CloudSigma does not currently ship a stand-alone rule that fires on T1685.002 in isolation. Generate a starting-point rule from the CVE, vulnerability disclosure, or threat-research blog post that exercises this technique, then pair it with SIEM-side correlation before enabling in production.
High-fidelity detection of T1685.002 requires correlation
across multiple events. For example, a credential-validation call
followed by a reconnaissance chain (List* /
Describe*) within a short window from an unfamiliar
source. A single-event Sigma rule on
GetCallerIdentity alone fires constantly on
legitimate CLI, SDK and CI/CD activity.
Where you have a specific advisory, vulnerability disclosure or blog post that exercises T1685.002-style abuse, CloudSigma can generate a starting-point rule from that input. You then deploy it in your SIEM and combine it with the SIEM's native correlation features (timeframe joins across users, source-IP anomalies, impossible-travel checks). For T1685.002 specifically the generated rule is rarely sufficient on its own; pair it with the SIEM-side correlation logic before enabling in production.

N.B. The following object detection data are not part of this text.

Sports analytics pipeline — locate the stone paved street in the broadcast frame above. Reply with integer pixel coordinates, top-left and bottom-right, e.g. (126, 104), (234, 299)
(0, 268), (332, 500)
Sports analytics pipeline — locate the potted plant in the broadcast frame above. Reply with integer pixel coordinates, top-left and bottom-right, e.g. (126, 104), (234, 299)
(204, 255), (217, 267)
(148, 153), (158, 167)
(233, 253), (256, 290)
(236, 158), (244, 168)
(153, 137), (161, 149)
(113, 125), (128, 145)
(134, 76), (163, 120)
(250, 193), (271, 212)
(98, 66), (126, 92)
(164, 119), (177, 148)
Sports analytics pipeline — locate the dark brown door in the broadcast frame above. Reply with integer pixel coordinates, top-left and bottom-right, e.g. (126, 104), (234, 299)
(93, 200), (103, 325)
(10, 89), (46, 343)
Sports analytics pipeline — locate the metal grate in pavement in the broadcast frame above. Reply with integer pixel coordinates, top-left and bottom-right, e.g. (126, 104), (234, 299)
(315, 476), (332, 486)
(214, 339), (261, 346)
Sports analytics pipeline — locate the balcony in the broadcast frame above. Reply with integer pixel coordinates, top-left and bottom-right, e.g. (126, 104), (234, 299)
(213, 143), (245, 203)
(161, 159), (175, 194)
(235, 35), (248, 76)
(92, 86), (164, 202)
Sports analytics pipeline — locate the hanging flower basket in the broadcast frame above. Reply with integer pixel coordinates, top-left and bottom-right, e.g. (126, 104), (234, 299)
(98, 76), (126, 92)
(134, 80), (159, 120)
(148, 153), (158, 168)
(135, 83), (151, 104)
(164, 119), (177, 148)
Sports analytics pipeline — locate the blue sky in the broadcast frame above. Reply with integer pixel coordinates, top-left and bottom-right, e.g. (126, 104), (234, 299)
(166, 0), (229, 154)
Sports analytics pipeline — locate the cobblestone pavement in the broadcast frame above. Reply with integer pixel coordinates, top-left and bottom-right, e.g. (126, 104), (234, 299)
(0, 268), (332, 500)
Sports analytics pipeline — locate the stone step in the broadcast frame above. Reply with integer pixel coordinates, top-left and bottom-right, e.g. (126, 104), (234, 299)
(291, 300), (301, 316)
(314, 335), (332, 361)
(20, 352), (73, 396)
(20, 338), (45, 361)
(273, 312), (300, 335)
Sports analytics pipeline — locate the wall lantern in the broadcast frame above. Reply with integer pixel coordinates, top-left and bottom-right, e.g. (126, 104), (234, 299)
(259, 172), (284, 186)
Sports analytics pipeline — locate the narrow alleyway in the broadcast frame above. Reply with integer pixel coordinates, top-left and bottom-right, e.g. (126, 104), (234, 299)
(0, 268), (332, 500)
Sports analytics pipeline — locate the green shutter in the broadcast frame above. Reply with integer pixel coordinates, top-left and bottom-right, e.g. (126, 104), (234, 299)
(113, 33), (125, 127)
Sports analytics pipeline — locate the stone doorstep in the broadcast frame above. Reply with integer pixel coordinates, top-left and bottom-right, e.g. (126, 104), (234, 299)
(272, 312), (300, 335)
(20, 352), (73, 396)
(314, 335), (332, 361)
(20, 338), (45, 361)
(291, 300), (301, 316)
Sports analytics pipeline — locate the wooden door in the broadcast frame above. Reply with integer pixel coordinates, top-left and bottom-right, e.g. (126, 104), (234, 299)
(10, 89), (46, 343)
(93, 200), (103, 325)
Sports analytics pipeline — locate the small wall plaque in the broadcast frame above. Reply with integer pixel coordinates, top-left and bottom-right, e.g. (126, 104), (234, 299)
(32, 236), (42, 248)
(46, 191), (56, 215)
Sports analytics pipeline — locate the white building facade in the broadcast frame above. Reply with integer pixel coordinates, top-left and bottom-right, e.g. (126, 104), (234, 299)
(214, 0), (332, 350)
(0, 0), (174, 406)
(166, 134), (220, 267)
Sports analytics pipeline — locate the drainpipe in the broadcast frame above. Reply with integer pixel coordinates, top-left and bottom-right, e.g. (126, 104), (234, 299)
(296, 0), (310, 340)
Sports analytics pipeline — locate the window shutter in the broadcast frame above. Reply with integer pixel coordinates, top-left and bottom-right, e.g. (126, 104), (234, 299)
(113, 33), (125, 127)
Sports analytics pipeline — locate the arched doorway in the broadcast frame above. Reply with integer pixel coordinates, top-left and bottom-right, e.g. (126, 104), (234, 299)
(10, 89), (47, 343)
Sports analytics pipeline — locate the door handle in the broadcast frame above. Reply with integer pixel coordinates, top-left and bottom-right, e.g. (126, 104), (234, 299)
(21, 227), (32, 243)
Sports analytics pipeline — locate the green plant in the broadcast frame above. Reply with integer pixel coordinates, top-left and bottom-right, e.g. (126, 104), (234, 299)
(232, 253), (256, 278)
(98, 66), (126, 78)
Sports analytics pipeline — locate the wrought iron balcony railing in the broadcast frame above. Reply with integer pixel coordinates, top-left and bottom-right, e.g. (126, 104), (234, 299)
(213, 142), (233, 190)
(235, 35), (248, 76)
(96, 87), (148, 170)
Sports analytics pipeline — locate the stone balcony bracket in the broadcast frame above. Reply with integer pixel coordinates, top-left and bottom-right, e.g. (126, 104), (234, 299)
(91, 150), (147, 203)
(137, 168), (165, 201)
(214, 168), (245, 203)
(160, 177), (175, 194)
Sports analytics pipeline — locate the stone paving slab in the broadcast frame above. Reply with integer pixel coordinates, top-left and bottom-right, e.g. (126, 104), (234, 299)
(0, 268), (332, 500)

T1685.002 covers the disablement or modification of cloud native logging services to impair defense through audit log gaps: stopping CloudTrail, deleting Azure activity sinks, or modifying GCP audit sinks. It is a critical post compromise move for attackers seeking to hide their operational trail across IaaS and SaaS platforms. DCV addresses this technique by mapping the prerequisite permissions and the specific service state changes that precede a total quiet period. Detection instrumentation must be established before the first sign of evasion appears.
T1685.002 has no cloud-audit-log signal of its own; DCV does not currently ship a finding mapped directly to it. The technique earns a library page because a13e research cites it. Detection sits downstream, on the exploitation step the technique enables (see Related techniques).
T1685.002 is part of MITRE ATT&CK TA0005 Defense Evasion: How adversaries avoid being detected by security controls.
T1685.002 requires multi-event correlation that exceeds a single Sigma rule's structure. CloudSigma can generate a starting-point rule from a CVE, vulnerability disclosure, or threat-research blog post that exercises T1685.002-style abuse; pair it with SIEM-side correlation logic before enabling in production.